John McCain chided Barack Obama for breaking a promise by opting out of public campaign financing in the primaries, however, decided a short time later to do the same to remain competitive in the presidential race.  As private donations flood into the McCain campaign, the influences donors have had on McCain's policies have already raised eyebrows.  The banking, and real estate industry have spent lavish amounts on the McCain campaign, and connections of donors to the sub-prime mortgage crisis are widespread.  

The Senate Ethics Committee exonerated John McCain in 1991 from any wrongdoing in the Keating affair; however, he was found to have practiced questionable judgment.  Did John McCain learn a lesson from his involvement in the Savings & Loan debacle to become the anti-corruption stalwart that his campaign portrays him to be?  Or does John McCain still practice questionable judgment when it comes to his campaign contributors, and, if so, what could this mean for the U.S. economy?

The Savings & Loan debacle of the 1980s was one of the worst economic crises in the country's history; it caused the recession of the early -90s, an enormous deficit in the federal budget, and cost taxpayers an estimated $300 billion.  The deregulation of the banking industry in the early 1980s allowed financial institutions to use federally insured deposits for previously prohibited high-risk investments.  Loopholes created by deregulation were manipulated by loosely knit networks of industry high-flyers who used their savings and loans as personal piggy banks, and left taxpayers responsible for paying back the depositors.  Bank regulators found that the majority of thrift failures in the S&L debacle, over 1,000 institutions, were the direct result of management misconduct, insider abuse, and outright fraud.

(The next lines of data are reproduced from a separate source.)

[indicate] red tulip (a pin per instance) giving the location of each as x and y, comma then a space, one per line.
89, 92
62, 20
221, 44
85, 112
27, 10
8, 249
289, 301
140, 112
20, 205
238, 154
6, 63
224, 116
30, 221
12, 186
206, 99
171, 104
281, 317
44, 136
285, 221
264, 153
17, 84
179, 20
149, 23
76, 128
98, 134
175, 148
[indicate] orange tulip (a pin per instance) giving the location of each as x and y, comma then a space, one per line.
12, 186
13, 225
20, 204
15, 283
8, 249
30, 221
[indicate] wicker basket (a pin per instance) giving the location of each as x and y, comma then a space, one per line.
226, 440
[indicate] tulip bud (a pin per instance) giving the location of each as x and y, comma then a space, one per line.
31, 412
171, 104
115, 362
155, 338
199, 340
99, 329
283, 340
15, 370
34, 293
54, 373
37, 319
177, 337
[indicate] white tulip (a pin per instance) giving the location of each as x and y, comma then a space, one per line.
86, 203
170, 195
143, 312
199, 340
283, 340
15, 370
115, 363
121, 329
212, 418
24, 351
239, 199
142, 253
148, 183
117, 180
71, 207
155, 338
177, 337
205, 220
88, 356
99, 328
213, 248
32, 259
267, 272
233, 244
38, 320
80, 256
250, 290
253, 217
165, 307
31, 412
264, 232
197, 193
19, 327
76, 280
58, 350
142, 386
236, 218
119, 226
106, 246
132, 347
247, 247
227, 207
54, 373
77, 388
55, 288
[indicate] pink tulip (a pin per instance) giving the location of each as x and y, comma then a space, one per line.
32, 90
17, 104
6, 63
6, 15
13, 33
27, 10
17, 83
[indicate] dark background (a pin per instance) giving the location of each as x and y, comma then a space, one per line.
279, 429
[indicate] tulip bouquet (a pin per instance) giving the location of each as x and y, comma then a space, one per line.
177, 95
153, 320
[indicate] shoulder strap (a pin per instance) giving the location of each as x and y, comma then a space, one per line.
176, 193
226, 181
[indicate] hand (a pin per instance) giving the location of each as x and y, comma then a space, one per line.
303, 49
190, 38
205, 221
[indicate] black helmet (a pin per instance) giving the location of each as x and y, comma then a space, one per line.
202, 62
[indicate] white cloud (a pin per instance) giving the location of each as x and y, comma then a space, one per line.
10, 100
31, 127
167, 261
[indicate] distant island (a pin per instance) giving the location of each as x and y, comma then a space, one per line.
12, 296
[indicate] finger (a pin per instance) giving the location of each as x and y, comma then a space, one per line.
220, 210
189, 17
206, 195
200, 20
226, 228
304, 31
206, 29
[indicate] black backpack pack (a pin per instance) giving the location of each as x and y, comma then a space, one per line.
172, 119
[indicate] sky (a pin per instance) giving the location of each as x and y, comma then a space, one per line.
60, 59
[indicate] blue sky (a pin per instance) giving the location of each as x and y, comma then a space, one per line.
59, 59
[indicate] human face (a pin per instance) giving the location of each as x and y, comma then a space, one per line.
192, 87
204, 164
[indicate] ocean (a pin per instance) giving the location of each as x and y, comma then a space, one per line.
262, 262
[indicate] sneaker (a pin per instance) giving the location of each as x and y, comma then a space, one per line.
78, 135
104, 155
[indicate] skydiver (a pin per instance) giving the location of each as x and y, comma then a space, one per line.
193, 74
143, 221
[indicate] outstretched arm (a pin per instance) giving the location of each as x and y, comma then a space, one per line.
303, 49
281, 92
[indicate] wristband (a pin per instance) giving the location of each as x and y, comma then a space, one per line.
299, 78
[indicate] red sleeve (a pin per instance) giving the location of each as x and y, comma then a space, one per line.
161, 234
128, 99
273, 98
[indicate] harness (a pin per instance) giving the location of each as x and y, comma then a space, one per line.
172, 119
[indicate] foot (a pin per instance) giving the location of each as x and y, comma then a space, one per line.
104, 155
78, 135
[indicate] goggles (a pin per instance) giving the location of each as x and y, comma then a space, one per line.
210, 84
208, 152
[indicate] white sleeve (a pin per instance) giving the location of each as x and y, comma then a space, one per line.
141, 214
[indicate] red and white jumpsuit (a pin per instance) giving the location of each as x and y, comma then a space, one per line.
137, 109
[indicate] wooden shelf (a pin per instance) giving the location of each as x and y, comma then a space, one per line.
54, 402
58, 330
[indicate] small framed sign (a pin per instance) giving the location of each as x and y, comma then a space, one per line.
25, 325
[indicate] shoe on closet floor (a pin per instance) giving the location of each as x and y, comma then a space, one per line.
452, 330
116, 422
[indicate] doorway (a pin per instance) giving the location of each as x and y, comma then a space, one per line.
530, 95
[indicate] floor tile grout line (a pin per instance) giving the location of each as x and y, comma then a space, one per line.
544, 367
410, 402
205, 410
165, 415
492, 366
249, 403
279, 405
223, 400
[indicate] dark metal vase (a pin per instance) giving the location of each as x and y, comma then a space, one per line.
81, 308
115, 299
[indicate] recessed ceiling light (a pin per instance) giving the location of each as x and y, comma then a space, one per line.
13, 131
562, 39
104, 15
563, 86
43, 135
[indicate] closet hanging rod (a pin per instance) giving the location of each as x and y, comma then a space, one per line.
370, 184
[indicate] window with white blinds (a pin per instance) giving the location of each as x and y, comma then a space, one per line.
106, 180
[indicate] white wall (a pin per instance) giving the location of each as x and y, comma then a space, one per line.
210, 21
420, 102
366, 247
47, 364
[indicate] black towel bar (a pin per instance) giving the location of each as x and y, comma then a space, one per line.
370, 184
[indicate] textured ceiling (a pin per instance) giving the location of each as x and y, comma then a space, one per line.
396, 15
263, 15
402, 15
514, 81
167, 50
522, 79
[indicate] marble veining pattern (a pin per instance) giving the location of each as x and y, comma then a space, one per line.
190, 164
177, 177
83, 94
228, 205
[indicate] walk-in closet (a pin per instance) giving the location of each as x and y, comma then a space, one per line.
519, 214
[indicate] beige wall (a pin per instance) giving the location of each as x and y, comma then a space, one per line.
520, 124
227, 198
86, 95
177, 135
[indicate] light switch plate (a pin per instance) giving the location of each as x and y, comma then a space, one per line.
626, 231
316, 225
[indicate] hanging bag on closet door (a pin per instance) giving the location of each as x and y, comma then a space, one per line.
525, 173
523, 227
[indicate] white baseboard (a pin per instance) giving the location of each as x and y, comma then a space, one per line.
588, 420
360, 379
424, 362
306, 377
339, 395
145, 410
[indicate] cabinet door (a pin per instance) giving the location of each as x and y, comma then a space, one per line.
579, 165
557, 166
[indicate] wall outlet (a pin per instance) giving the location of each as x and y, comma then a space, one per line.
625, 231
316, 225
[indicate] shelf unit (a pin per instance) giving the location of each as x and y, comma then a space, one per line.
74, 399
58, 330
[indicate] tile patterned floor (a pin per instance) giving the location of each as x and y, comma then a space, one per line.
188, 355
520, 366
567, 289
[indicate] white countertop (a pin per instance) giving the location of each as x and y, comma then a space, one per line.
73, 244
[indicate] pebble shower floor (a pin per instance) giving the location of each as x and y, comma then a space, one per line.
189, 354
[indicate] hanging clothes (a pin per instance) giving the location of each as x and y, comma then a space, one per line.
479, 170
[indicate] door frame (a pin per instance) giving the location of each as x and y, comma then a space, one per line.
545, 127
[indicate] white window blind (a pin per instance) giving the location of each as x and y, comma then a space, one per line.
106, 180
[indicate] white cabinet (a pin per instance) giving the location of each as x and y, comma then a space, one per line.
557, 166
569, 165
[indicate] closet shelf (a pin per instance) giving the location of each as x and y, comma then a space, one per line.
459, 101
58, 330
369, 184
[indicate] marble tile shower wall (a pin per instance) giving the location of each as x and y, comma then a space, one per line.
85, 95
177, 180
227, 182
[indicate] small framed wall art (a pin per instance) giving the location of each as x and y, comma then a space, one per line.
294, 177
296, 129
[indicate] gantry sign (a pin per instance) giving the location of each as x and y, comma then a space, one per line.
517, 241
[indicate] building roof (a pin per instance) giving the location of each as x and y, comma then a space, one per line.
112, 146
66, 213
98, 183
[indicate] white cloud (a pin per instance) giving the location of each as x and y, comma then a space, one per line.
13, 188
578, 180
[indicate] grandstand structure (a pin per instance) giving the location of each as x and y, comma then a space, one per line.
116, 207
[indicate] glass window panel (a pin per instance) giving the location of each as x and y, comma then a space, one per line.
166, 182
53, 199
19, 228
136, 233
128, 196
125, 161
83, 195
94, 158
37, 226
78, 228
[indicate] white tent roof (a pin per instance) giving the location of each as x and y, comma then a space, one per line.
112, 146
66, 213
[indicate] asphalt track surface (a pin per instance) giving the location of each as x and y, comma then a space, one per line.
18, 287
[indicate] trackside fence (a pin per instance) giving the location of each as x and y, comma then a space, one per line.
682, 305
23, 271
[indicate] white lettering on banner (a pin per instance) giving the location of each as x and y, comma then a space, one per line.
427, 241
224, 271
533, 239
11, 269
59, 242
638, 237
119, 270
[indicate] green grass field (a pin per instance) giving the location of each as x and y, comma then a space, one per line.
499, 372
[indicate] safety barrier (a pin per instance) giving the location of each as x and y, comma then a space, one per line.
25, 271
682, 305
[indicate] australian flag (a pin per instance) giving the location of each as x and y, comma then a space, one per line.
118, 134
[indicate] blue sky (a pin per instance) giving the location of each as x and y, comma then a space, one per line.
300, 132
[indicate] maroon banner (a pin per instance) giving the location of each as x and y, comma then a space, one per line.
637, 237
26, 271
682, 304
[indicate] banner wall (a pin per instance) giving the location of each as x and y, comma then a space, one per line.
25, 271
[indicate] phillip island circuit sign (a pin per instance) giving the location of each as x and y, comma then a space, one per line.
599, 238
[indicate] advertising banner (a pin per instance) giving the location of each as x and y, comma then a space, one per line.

A key factor that contributed to the Savings & Loan debacle was political interference with bank regulators whose recommended actions against troubled institutions were consistently ignored.  Corrupt S&L executives were frequent contributors to political campaigns, and used their political influence to stall the efforts of regulators, and continue their operations despite insolvency, which dramatically increased the cost of the eventual bailout.  Charles Keating was a prominent figure in the S&L debacle.  His CA based Lincoln S&L utilized banking techniques that were common throughout thrifts involved in the S&L debacle.  The scandal that was coined the Keating 5 was emblematic of the political pressure that prevented bank examiners from doing their job, and exacerbated the crisis to monumental proportions.

Charles Keating was the founder of the Cincinnati, OH law firm Keating, Muething and Klekamp, which handled security work for Marvin Warner, and Home State Savings, responsible for another costly securities fraud case in the S&L debacle.  In 1972, he left law to work for Carl Linder's conglomerate, American Financial Corporation, and, in 1976, moved to Phoenix, AZ, and bought the homebuilding division of Linder's empire, which he renamed American Continental Corporation.  In 1984, he bought the CA based Lincoln Savings & Loan, and within 3 years involved the thrift with large investments in junk bonds, real estate projects, and other high risk ventures that benefited the American Continental Corporation.  In 1986, San Francisco bank examiners noticed serious discrepancies in the financial records of Lincoln S&L.  The political strings Charles Keating pulled in an effort to prevent a serious investigation resulted in the Keating 5 scandal.         
 
Charles Keating was a large donor to political campaigns, and supported over 36 state and national candidates in their run for public office.  He frequently used his political connections to influence legislation, and to prevent the Bank Board from adopting regulations that would harm his assets.  In March 1987, Senators John McCain (R-AZ), Dennis DeConcini (D-AZ), Alan Cranston (D-CA), and John Glenn (D-OH), all benefactors of Keating's campaign contributions, held a highly unusual meeting in DeConcini's office with the Chairman of the Bank Board, Edwin Gray, to inquire about the bank examination of Lincoln S&L.  

Edwin Gray recounted in an interview for The Big Fix by James Ring Adams that the Senators offered to help him with his concern that Lincoln wasn't making enough home loans if he removed a proposed Bank Board regulation that would limit loans on undeveloped land, which Keating had a large investment in.  The offer confused Gray who had avoided direct involvement with Lincoln, and he referred the Senators to the examiners from the San Francisco Home Loan Bank who were in charge of the investigation.  The Senators, joined by Donald Riegle (D-MI) to become the Keating 5, met with bank examiners in April to grill them about their investigation into Lincoln S&L.  The meeting ended when bank regulators made clear that Lincoln's financial problems were beyond repair, and a criminal referral was being sent to the Justice Department.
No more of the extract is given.